Existence of Stack Overflow Vulnerabilities in Well-known Open Source Projects

TL;DR

This paper investigates the presence of stack overflow vulnerabilities in well-known open source projects, highlighting how such vulnerabilities can be exploited and emphasizing the importance of avoiding insecure coding practices.

Contribution

It reveals the existence of stack overflow vulnerabilities in major open source projects and discusses their potential security implications.

Findings

Many open source projects contain stack overflow vulnerabilities.

Such vulnerabilities can be exploited to inject malicious code.

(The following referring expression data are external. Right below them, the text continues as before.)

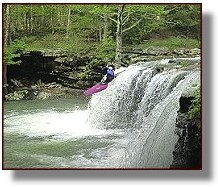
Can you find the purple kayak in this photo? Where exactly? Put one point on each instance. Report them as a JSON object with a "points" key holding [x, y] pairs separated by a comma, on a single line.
{"points": [[97, 88]]}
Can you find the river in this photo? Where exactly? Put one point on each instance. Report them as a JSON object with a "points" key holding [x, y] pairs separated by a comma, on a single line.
{"points": [[54, 134], [131, 124]]}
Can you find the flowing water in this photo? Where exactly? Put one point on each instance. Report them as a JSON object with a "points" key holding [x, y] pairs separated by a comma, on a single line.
{"points": [[129, 125]]}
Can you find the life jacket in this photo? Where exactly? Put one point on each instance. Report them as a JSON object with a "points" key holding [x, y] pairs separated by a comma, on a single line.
{"points": [[110, 72]]}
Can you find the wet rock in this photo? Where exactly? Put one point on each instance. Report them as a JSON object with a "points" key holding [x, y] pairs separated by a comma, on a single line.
{"points": [[187, 153]]}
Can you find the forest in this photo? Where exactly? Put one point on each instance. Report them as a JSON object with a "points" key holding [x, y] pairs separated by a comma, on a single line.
{"points": [[147, 116], [101, 32]]}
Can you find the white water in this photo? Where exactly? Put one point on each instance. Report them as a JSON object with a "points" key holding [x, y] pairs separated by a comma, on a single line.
{"points": [[129, 125]]}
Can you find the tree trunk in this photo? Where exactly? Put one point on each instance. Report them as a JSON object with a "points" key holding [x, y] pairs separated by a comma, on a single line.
{"points": [[105, 32], [68, 23], [31, 19], [118, 57], [6, 41]]}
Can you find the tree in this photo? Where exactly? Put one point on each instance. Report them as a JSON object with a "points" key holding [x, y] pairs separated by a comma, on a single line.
{"points": [[6, 41]]}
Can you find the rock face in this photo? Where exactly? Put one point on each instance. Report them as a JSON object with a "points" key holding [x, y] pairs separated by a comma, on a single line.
{"points": [[187, 153]]}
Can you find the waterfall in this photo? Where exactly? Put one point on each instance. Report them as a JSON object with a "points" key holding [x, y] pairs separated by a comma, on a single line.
{"points": [[144, 102]]}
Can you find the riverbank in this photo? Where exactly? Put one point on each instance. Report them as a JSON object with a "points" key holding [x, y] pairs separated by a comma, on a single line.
{"points": [[54, 74]]}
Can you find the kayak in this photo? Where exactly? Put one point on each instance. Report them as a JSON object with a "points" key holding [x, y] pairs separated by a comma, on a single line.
{"points": [[94, 89]]}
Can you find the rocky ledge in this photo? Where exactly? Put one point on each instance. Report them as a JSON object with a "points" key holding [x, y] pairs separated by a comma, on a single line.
{"points": [[187, 153]]}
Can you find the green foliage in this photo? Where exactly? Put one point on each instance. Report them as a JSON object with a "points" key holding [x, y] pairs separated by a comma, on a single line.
{"points": [[105, 53], [171, 43], [194, 110], [12, 51]]}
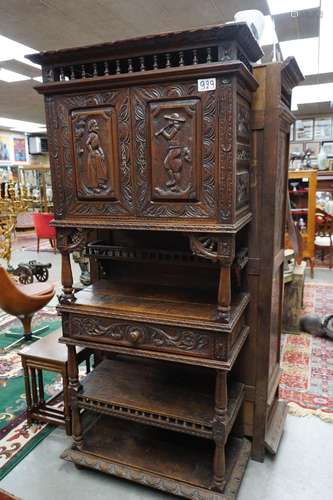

The paper emphasizes the need for secure coding practices.

Abstract

A stack overflow occurs when a program or process tries to store more data in a buffer (or stack) than it was intended to hold. If the affected program is running with special privileges or accepts data from untrusted network hosts (e.g. a web-server), then it is a potential security vulnerability. Overflowing a stack, an attacker can corrupt the stack in such a way as to inject executable code into the running program and take control of the process. This is one of the easiest and more reliable methods for attackers to gain unauthorized access to a computer. In this paper, we show that how stack overflow occurs and many open source projects, such as - Linux, Git, PHP, etc. contain such code portions in which it is possible to overflow the stacks as well as inject malicious script to harm the normal execution of the processes. In addition, this paper raises a concern to avoid writing such codes those are potentially sources for stack overflow attack.